Avec une confiance aveugle dans la technologie de leur combinaison Flysuit, des voltigeurs sautent des toits des gratte-ciel, enchaînent les figures acrobatiques avant de freiner leur chute au tout dernier moment pour de se poser sans encombre. Chaque saut devient un show orchestré au millimètre pour un public fasciné par ces athlètes dont la carrière médiatique, dans un monde ultra connecté, importe autant que la prestation physique. Riva Karnovsky, une de ces voltigeuses, parmi les plus célèbres et talentueuses, refuse soudain de sauter sans raison apparente. Hitomi Yoshida, jeune psychologue récemment embauchée par Psysolutions, est mandatée pour remettre Riva sur le droit chemin, lui faire reprendre l’entraînement et contenter ainsi ses sponsors. Cette dernière refusant tout contact, Hitomi use de moyens peu conformes à la déontologie de sa profession : pressions sur le petit ami de la star, surveillance constante après installation de caméras cachées, traçage de son téléphone, analyses de toutes les données disponibles, y compris son journal intime effacé du serveur, manipulation. Tout est justifié par la nécessité de «  réactiver un potentiel perdu ». Hitomi, elle-même sous surveillance constante, a l’obligation de tout consigner dans des rapports, commentés en temps réel par son superviseur, Hugo Master. Son sommeil, ses activités sportives, ses séances de médiation sont enregistrées. Dans ce système ultra libéral axé sur la performance et la responsabilité individuelle, le traitement des données sans éthique au service de concepts nébuleux masqués par des anglicismes en vogue chez les managers modernes —coaching, mindfulness, feedback, digital cleanse, etc. – l’auto-contrôle prévaut. Le culte de la performance amène chacun à s’autoévaluer et à réajuster son comportement en fonction d’objectifs à atteindre qui sont autant de normes sociales. La moindre baisse de régime et le moindre échec peuvent être sanctionnés – en toute bienveillance – par une « relocalisation », pour ne pas dire un exil sans retour dans les Périphéries, ces banlieues sales, pauvres et « hors réseau » adossées à une mégalopole étincelante, entièrement verrouillée et réservée à l’élite.

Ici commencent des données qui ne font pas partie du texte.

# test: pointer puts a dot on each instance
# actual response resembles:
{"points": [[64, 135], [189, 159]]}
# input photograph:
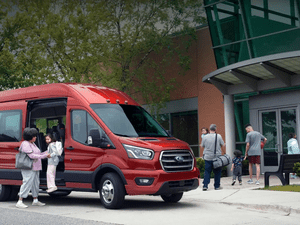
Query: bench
{"points": [[286, 165]]}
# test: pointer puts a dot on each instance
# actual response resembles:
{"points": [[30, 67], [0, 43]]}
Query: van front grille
{"points": [[177, 160]]}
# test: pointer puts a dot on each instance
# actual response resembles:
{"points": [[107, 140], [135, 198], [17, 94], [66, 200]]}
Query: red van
{"points": [[111, 144]]}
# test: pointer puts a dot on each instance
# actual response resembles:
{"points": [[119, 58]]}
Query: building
{"points": [[256, 45]]}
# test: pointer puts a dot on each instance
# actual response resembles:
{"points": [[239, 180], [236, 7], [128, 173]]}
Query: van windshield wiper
{"points": [[122, 135], [8, 138]]}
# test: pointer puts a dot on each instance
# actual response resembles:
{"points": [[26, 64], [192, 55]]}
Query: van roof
{"points": [[86, 92]]}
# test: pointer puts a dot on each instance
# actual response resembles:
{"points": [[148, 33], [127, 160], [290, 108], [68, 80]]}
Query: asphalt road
{"points": [[85, 208]]}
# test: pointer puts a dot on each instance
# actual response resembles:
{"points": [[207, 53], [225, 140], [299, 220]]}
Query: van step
{"points": [[58, 182]]}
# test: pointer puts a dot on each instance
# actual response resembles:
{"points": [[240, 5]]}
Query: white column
{"points": [[229, 127]]}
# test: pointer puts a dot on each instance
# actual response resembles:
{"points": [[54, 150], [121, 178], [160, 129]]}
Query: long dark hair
{"points": [[51, 137], [29, 133]]}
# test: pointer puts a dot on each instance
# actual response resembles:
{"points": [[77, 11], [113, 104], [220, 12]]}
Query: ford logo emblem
{"points": [[179, 159]]}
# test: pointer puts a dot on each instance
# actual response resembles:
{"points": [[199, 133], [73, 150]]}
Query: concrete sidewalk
{"points": [[249, 195]]}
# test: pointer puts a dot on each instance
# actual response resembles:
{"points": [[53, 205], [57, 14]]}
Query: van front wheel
{"points": [[112, 191], [172, 198]]}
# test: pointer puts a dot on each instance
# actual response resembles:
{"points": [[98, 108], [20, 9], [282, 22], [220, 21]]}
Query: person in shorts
{"points": [[253, 151]]}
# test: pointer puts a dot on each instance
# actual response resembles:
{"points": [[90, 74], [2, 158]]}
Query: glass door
{"points": [[276, 125]]}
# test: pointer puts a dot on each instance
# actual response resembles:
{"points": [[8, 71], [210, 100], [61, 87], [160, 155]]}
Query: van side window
{"points": [[10, 126], [82, 123]]}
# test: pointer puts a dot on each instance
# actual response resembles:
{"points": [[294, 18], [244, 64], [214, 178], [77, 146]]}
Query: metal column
{"points": [[229, 127]]}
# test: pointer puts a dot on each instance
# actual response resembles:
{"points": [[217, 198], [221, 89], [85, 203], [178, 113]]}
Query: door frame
{"points": [[279, 151]]}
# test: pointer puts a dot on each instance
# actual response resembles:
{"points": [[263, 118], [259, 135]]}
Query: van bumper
{"points": [[163, 183]]}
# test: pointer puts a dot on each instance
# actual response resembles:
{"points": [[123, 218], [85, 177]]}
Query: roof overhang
{"points": [[258, 74]]}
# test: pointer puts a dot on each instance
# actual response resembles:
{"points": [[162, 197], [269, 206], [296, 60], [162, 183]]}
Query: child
{"points": [[55, 150], [237, 166]]}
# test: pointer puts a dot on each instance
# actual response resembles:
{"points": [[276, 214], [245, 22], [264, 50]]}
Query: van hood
{"points": [[155, 143]]}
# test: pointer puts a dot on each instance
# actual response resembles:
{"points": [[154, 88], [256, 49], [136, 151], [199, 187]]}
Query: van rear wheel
{"points": [[5, 191], [112, 191], [172, 198]]}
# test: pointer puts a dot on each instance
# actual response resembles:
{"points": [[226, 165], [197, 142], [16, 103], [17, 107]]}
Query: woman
{"points": [[31, 178]]}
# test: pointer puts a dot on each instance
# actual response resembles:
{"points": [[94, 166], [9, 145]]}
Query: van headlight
{"points": [[138, 153]]}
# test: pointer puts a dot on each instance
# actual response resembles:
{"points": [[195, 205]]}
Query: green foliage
{"points": [[296, 168], [113, 43]]}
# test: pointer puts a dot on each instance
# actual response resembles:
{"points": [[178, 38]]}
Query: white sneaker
{"points": [[250, 181], [38, 203], [52, 189], [21, 205]]}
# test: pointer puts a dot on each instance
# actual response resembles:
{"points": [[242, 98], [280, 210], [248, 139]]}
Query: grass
{"points": [[291, 188]]}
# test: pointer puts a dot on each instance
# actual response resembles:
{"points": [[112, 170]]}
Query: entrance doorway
{"points": [[276, 124]]}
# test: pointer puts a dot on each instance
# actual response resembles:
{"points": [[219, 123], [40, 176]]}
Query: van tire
{"points": [[5, 191], [112, 191], [172, 198]]}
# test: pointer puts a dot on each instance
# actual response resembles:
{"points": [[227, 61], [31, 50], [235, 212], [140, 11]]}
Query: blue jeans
{"points": [[207, 172]]}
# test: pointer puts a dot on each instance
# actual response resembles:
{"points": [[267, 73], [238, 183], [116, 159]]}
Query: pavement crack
{"points": [[230, 195]]}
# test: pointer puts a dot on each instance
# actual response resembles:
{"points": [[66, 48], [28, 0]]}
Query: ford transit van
{"points": [[111, 144]]}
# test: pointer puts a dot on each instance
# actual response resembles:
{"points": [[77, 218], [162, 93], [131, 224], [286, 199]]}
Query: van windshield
{"points": [[128, 120]]}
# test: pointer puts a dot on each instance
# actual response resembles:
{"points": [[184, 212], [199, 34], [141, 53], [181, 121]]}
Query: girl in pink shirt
{"points": [[31, 178]]}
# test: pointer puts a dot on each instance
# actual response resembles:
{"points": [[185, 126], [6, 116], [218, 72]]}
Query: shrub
{"points": [[296, 168]]}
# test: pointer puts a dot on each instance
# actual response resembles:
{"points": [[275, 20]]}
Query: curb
{"points": [[284, 209]]}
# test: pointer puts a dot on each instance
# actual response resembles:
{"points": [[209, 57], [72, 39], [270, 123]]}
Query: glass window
{"points": [[185, 127], [269, 128], [288, 125], [79, 126], [10, 126], [129, 120], [82, 124]]}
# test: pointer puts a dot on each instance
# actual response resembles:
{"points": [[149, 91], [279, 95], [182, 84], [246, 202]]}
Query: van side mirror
{"points": [[96, 140]]}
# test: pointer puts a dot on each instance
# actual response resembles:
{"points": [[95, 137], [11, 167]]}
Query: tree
{"points": [[13, 73], [106, 42]]}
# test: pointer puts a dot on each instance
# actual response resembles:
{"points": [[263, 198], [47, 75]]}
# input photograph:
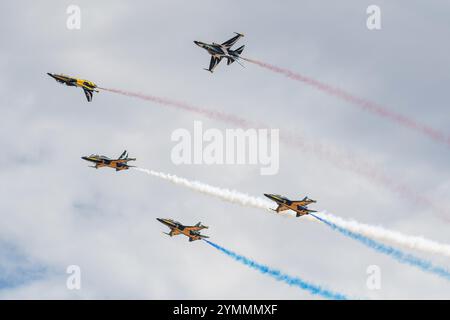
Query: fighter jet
{"points": [[299, 206], [220, 51], [193, 232], [103, 161], [87, 86]]}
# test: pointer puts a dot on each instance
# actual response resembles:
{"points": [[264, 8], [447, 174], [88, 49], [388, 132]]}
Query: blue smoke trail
{"points": [[400, 256], [278, 275]]}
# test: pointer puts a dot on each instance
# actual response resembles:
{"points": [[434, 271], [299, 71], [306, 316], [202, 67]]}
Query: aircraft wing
{"points": [[281, 208], [213, 63], [88, 93], [173, 232], [301, 203], [194, 228], [123, 155], [232, 41], [301, 211]]}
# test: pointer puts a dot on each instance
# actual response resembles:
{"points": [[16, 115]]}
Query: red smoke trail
{"points": [[339, 158], [359, 102]]}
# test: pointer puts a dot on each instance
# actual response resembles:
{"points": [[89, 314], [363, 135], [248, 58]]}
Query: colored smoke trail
{"points": [[377, 232], [382, 234], [279, 276], [398, 255], [212, 114], [338, 158], [223, 194], [363, 104]]}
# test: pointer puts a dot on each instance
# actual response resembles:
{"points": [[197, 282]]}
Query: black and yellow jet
{"points": [[103, 161], [299, 206], [87, 86], [220, 51], [176, 228]]}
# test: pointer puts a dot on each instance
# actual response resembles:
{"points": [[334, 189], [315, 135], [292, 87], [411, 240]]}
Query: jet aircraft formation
{"points": [[217, 52]]}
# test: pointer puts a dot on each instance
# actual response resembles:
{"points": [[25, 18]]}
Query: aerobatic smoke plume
{"points": [[361, 103], [377, 232], [337, 157], [398, 255], [279, 276]]}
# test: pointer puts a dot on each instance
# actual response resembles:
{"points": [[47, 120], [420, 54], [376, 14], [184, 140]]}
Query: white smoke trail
{"points": [[377, 232]]}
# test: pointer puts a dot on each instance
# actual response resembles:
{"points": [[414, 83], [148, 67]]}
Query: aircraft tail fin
{"points": [[239, 50]]}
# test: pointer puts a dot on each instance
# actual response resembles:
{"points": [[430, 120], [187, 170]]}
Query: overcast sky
{"points": [[56, 211]]}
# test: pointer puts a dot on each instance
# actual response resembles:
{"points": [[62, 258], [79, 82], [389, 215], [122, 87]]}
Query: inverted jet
{"points": [[176, 228], [220, 51], [119, 164], [299, 206], [87, 86]]}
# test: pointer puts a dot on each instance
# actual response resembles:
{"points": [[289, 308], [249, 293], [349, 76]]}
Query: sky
{"points": [[57, 212]]}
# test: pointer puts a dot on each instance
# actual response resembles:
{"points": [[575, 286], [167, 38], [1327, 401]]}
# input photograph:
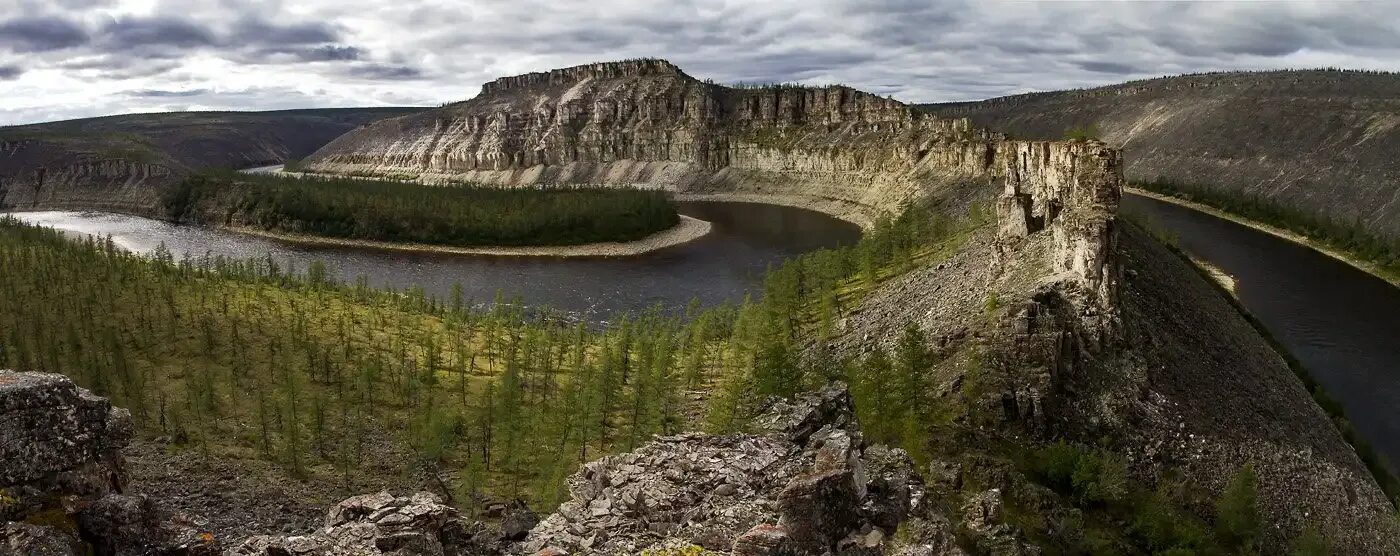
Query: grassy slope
{"points": [[1316, 142]]}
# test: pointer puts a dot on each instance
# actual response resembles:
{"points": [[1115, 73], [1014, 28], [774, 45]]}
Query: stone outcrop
{"points": [[1318, 142], [59, 446], [1071, 189], [378, 524], [121, 163], [647, 122], [805, 483]]}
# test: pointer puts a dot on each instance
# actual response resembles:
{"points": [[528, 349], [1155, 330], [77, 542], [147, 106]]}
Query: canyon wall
{"points": [[646, 122], [121, 163], [1318, 142]]}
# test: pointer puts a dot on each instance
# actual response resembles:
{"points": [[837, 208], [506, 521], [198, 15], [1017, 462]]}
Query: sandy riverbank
{"points": [[686, 231], [1298, 238]]}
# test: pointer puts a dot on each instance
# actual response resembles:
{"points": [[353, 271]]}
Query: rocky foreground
{"points": [[802, 483]]}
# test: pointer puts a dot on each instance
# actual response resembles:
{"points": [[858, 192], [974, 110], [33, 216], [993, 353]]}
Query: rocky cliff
{"points": [[119, 163], [1064, 324], [647, 122], [802, 482], [1318, 142]]}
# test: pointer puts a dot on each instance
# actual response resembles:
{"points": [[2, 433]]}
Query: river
{"points": [[721, 266], [1340, 322]]}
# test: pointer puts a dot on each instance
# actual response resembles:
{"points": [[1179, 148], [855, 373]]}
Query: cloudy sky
{"points": [[83, 58]]}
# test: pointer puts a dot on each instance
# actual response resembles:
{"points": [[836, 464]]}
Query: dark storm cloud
{"points": [[265, 32], [39, 34], [1108, 67], [154, 32], [156, 93], [340, 52], [272, 55], [384, 72], [121, 66]]}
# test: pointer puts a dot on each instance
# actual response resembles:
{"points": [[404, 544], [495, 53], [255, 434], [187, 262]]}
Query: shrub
{"points": [[1309, 544], [1236, 511]]}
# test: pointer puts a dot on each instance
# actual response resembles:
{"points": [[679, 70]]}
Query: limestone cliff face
{"points": [[1319, 142], [647, 122], [44, 175], [1073, 189], [119, 163]]}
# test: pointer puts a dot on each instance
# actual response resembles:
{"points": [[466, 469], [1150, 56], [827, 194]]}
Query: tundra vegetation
{"points": [[339, 381], [382, 210], [1348, 237]]}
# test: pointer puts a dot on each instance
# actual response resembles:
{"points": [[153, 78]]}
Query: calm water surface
{"points": [[723, 266], [1340, 322]]}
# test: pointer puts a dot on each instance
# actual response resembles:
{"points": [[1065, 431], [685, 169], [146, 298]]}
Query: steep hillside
{"points": [[1318, 142], [847, 151], [118, 161]]}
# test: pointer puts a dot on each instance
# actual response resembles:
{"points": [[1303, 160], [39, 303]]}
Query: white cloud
{"points": [[84, 58]]}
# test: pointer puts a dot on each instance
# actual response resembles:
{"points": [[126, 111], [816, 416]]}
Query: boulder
{"points": [[122, 524], [378, 524], [28, 539], [59, 444], [807, 483]]}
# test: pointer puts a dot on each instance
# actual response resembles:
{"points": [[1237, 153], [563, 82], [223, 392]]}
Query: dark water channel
{"points": [[721, 266], [1343, 324], [1340, 322]]}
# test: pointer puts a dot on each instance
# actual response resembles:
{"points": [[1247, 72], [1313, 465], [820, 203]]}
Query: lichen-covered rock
{"points": [[854, 153], [27, 539], [122, 524], [800, 488], [378, 524], [59, 444]]}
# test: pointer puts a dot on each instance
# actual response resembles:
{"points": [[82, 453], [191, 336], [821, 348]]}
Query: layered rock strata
{"points": [[646, 122], [804, 485]]}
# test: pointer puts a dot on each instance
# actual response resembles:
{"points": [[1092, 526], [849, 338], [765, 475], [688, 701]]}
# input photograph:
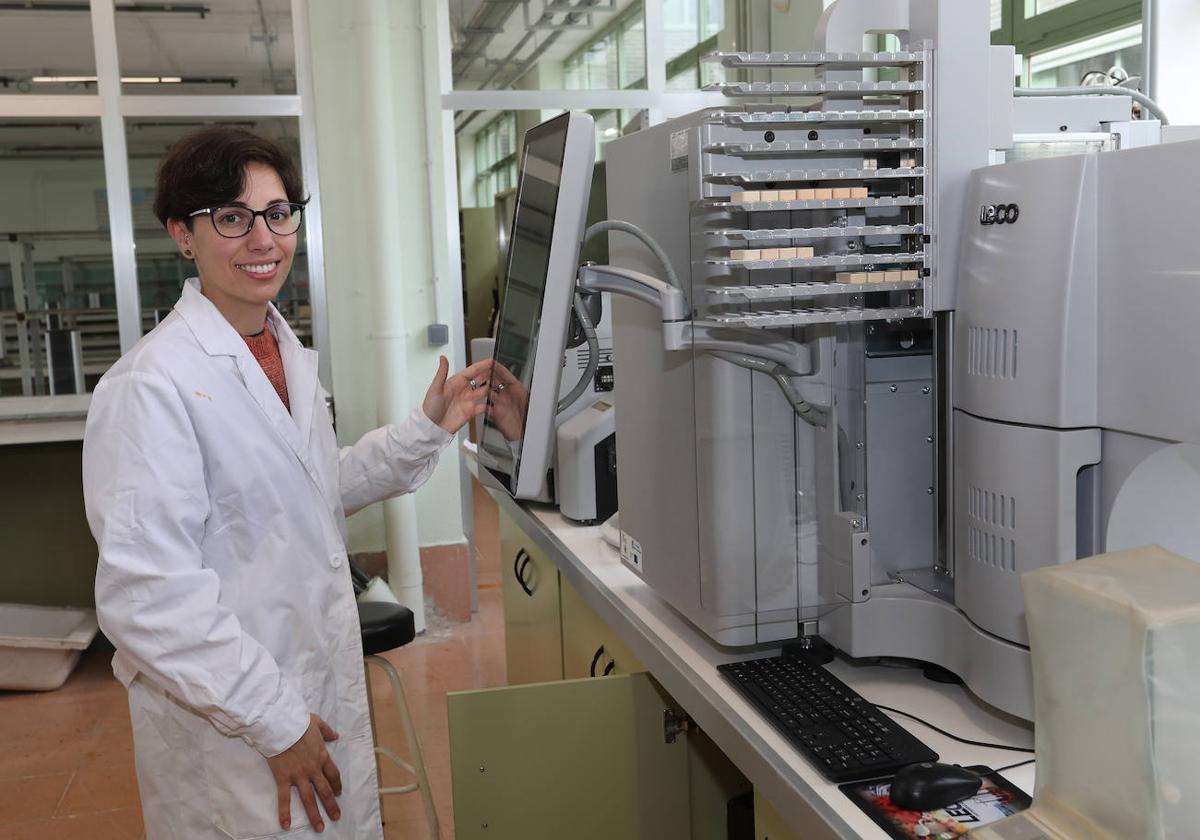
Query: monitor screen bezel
{"points": [[532, 459]]}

La narration adopte le point de vue d’Hitomi, qu’on voit se faire broyer par un système méritocratique biaisé alors même qu’elle a, en bonne élève, une foi absolue dans les règles intenables qu’il édicte. Dans cette société artificielle où les émotions, les relations, les sentiments doivent rester sous contrôle, Hitomi, par ses ajustements constants aux exigences qui lui sont faites, semble avoir perdu les fondements de sa personnalité. Riva, perçue comme dépressive et inadaptée, montre en fait le che-min de la liberté. Cette dystopie effraie par sa proximité avec notre société contemporaine concurrentielle, mais aussi parce que personne ne s’y rebelle vraiment, puisque chacun est persuadé de pouvoir réussir. L’écriture souvent froide et distanciée se révèle efficace. Avec Sauter des gratte-ciel, récipiendaire du Prix Suisse de Littérature, Julia von Lucadou signe un premier roman maîtrisé qui, à défaut de révolutionner le genre, porte un regard lucide sur les travers de nos sociétés 2.0.